Le voilà donc, tout élu démocratiquement qu'il est, prisonnier au Golf Hôtel où il ronge son frein, en attendant une hypothétique "opération chirurgicale" (l'expression est de lui) qui enlèverait
Gbagbo pour l'installer.
De source diplomatique, les différents scénarii d'une telle intervention militaire seraient prêts et les chefs d'état-major de la CEDEAO n'attendraient plus que le feu vert politique pour
descendre sur Abidjan. Un des plans, le plus privilégié dit-on, consisterait à prendre la capitale économique en étau à partir du Nord et du Sud après avoir exfiltré auparavant les dignitaires de
la République du Golf. Côté Nord, des troupes burkinabè et d'autres pays tel le Sénégal, renforcées par les FAFN, fondraient sur la perle des lagunes depuis Bouaké. Au Sud, la tâche reviendrait
au contingent nigérian soutenu par les forces spéciales américaines dont un commando enlèverait le président sortant.
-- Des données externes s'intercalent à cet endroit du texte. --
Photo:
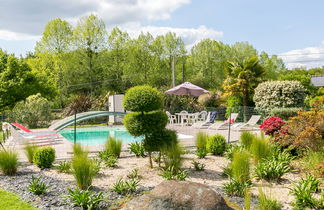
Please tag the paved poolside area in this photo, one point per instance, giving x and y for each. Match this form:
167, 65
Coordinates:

Ne riez pas, c'est sérieux même si ça ressemble au synopsis d'un film d'action et de suspense façon "24 heures chrono". Plus sérieusement, "tout ça, c'est papier" comme on dirait justement à
Abidjan et la réalité du terrain peut s'avérer un piège mortel pour les assaillants. Car tout de même, les autres, on l'imagine, ne dorment pas en attendant qu'on vienne les cueillir tels des
agneaux du sacrifice.
De fait, les scénaristes, réalisateurs et producteurs de cet "Apocalypse now" sur la lagune savent pertinemment que ce n'est pas joué d'avance et qu'à tout le moins le coût humain serait trop
lourd. ADO lui-même est-il prêt à le supporter ? Ce n'est du reste pas un hasard si après avoir joué du biceps durant les premières semaines qui ont suivi le coup d'Etat constitutionnel, certains
tenants de l'option militaire, qui pensaient ainsi faire peur à Gbagbo (c'était mal le connaître), se sont progressivement démotivés pour n'être plus sûrs, aujourd'hui, de vouloir monter au
front.
Ce qu'on va lire ci-après peut faire scandale pour les esprits bien-pensants, mais en vérité, la solution au problème ivoirien peut résider aussi dans ce qu'on pourrait appeler un coup d'Etat
démocratique (ou salvateur, c'est comme vous voulez). Mais pas pour installer ADO sur un trône dont on aurait débarqué Gbagbo. Il faut plutôt les renvoyer dos-à-dos car à supposer même que le
scénario hollywoodien de la CEDEAO tourne à merveille, ADO une fois intronisé pourra-t-il gouverner en paix ? On peut en douter.
Il faut donc balayer tous ces caciques qui polluent depuis deux décennies le marigot politique ivoirien. Henri Konan Bédié, qui est en grande partie responsable du désastre étant forclos, il faut
aussi accorder une retraite anticipée aux deux adorables ennemis : l'opposant historique qui a bataillé ferme pour parvenir à ses fins et qui n'entend pas quitter la scène sur la pointe des pieds
; et "l'étranger" que le Vieux, mourant, avait appelé pour traire les vaches, qui s'est ensuite mis à compter les veaux et qui entend depuis être berger. Il a gagné la présidentielle ? Il a été
démocratiquement élu ? Indiscutable, mais ce ne sera pas la première fois qu'un candidat sera injustement floué de sa victoire et devra faire le deuil de ses ambitions "pour sauver la patrie.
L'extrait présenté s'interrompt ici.